六平连忙应是:“还是您想的周到,小的这就去办。”他一边往外跑,一边想,来之前分明还很有戒心,不放心将姑娘带到陌生男人的住处。可是见到这位先生以后,又觉得他是个谦谦君子,没来由地相信他。这位先生究竟是什么人呢?
夏日的天气说变就变。刚刚还晴空万里,这会儿便乌云密布,雷声轰鸣,将有一场大雨。顾居敬跟在顾行简后面,一直走到西厢房。顾行简无奈地停下脚步:“阿兄跟着我作何?”
顾居敬赔着笑容:“我想起还把老友丢在泰和楼里,没个交代。家里请阿弟代为照看一下,如何?”五大三粗的男人,笑容可掬。若不是见惯他生意场上那些手段,当真以为是个大善人。
顾行简没说话,径自坐下继续看文书。顾居敬就当他答应了,兴冲冲地走了。
过了一会儿,果真大雨滂沱,天地间升起一层水雾,朦朦胧胧的。夏初岚被雨打在瓦上的声音弄醒,支着身子坐起来。陌生的地方,身旁没有人。她下床走到屋外,雨势太猛,移动不得。她只能站在庑廊下,四处看了看。
江南普通的两进民居,堂屋阔三间,青瓦覆顶。
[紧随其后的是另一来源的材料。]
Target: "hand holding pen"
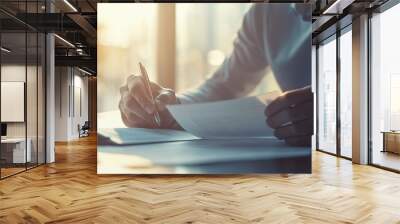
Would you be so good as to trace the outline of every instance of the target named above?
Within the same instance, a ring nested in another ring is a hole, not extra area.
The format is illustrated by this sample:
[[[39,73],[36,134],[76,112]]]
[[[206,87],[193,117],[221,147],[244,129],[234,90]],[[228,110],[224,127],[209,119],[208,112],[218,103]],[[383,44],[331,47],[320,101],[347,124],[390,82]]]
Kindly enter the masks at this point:
[[[139,63],[139,67],[140,67],[140,72],[142,73],[142,80],[144,82],[144,87],[146,89],[147,98],[150,98],[151,104],[153,105],[153,108],[154,108],[154,110],[153,110],[154,122],[156,123],[156,125],[158,127],[161,128],[161,118],[160,118],[160,114],[158,113],[157,103],[154,99],[153,91],[150,86],[151,84],[150,84],[149,75],[147,74],[147,71],[144,68],[144,66],[142,65],[142,63]]]
[[[177,104],[175,92],[149,80],[146,69],[139,64],[142,75],[129,76],[120,88],[119,109],[128,127],[179,129],[166,105]]]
院中种着一棵高大的梧桐,根部有转砌的六边形护坛,旁边摆放着几盆不知名的小花,没有人往来。
她隐约记得晕过去以前,看见了六平和顾居敬,应该是他们带她来的。她觉得有些冷,抱着手臂坐在门边的石墩上,仰头看着梧桐的树冠发呆。
她来自后世人人平等的社会,今日是第一次强烈地感觉到特权阶级跟庶民阶级的不同。好比她是商户女,莫秀庭是官家女,从出生就决定了各自的命运。不论是住的地方,用的东西,还是嫁的男人,以后生的孩子,差别都太大了。
就算莫秀庭要害自己,也有的是办法,多的是人替她去办。她犯不着亲自动手,那样太有失身份了。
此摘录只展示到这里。